ClusterGroup¶
Documentation¶
- Class name:
ClusterGroup
- Category:
SALT/CLUSTERING
- Output node:
False
The ClusterGroup node is designed for clustering a set of features into groups based on their similarity. It utilizes dimensionality reduction techniques followed by a clustering algorithm to categorize the data into clusters, and generates visualizations to represent the clustering and distribution of data points.
Input types¶
Required¶
features
- A collection of features to be clustered.
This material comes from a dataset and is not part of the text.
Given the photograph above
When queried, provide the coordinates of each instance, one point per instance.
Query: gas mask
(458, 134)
These features are the basis for the dimensionality reduction and subsequent clustering process.
- Comfy dtype:
NP_ARRAY
- Python dtype:
numpy.ndarray or similar array-like structure
n_components
- The number of dimensions to reduce the feature space to before clustering. This parameter influences the granularity of the clustering process.
- Comfy dtype:
INT
- Python dtype:
int
min_cluster_size
- The minimum size of clusters to be formed. This parameter helps in controlling the sensitivity of the clustering algorithm to small clusters.
- Comfy dtype:
INT
- Python dtype:
int
max_cluster_size
- The maximum size of clusters to be allowed. This parameter sets an upper limit on cluster sizes, preventing overly large clusters.
- Comfy dtype:
INT
- Python dtype:
int
Output types¶
labels
- Comfy dtype:
LIST
- The labels assigned to each data point indicating the cluster it belongs to.
- Python dtype:
numpy.ndarray
- Comfy dtype:
clustering_img
- Comfy dtype:
IMAGE
- A visualization of the clustered data points, with different colors representing different clusters.
- Python dtype:
object
- Comfy dtype:
distribution_img
- Comfy dtype:
IMAGE
- A bar plot showing the distribution of data points across the top-level categories or clusters.
- Python dtype:
object
- Comfy dtype:
Usage tips¶
- Infra type:
GPU
- Common nodes: unknown
Source code¶
class ClusterGroup:
@classmethod
def INPUT_TYPES(s):
return {
"required": {
"features": ("NP_ARRAY", ),
"n_components": ("INT", {"default": 4, "min": 1}),
"min_cluster_size": ("INT", {"default": 400, "min": 1}),
"max_cluster_size": ("INT", {"default": 30000, "min": 1}),
}
}
RETURN_TYPES = ("LIST", "IMAGE", "IMAGE")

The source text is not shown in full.